Prothom Alo slammed the government with scathing headline titled “Vote rigging in a shameful election”. The report compared Sheikh Hasina’s attempt to stage a one sided election with that of President Ershad and Khaleda Zia’s similar attempt in the past. “Every element of a disgraceful event was present during the one sided election held yesterday” the report said.
The Daily Amar Desh online reported that there has been a “revolt of the masses” against this election with the people boycotting the poll en masse. Innumerable centres across the country did not have one single voter attending the poll. Many Awami League supporters did not vote, Amar Desh reports.
The Daily Naya Diganta headline read “Voting ends amid boycott and violence, 20 killed”. The daily reported that the election day was unusual for lack of participation and absence of typical festive mood observed during Bangladeshi elections. “There were 585 foreign observers in the 2008 general election. This time there were 4. 2 from Bhutan and 2 from India” Naya Diganta reported.
The headline of Amader Shomoy read “A prearranged and fake victory”. The report said that the outcome of the election will be irrelevant and the Awami League government has not attained any moral authority through this election.
Most of the mainstream newspapers have been very critical and published negative report about the elction. Kaler Kantha headline read “A violent election without voters”. Special correspondent of the daily Inqilab reported that “Despite orders from the high up in government the administration and police failed to bring in voters.”
The Daily Sangram report said that “The people have rejected the election”. The newspaper reported that there have been unprecedented vote rigging and centres were taken over by the government supporters.

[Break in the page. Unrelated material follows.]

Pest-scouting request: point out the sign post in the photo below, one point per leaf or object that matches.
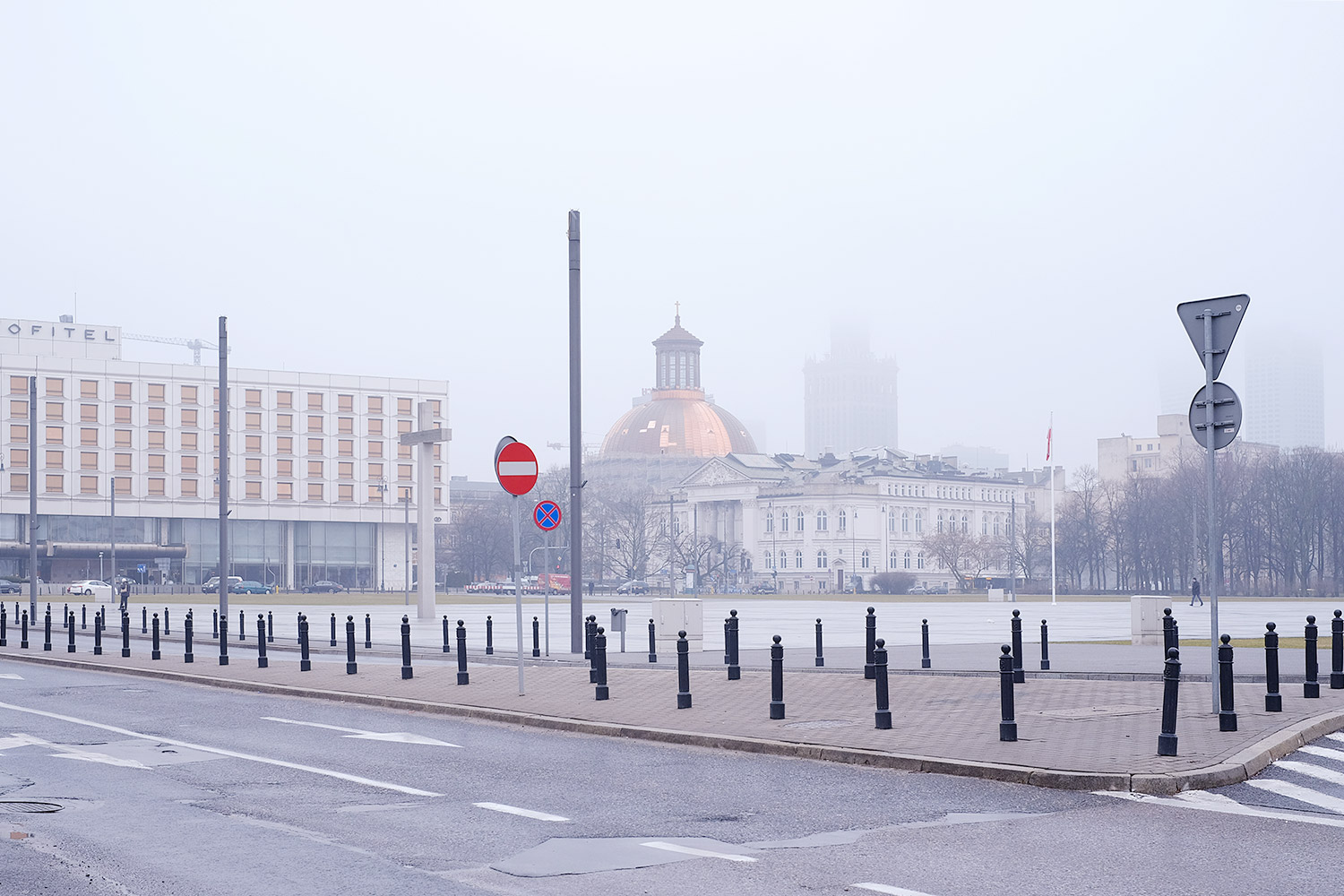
(515, 468)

Manabzamin’s sarcastic headline read “Sheikh Hasina secure the first place with invisible votes”.
Bangladesh Protidin reported that even in the one sided election, where Awami League could not lose, there have been massive rigging. The daily Zugantar reported the incidents of violence across the country and the low turnout.
Bhorer Kagoj and Janakantha stood out amidst other reporting. The newspapers ran reports supporting the government. The Bhorer Kagoj headline read “Even vandalism could not avert voters from voting.”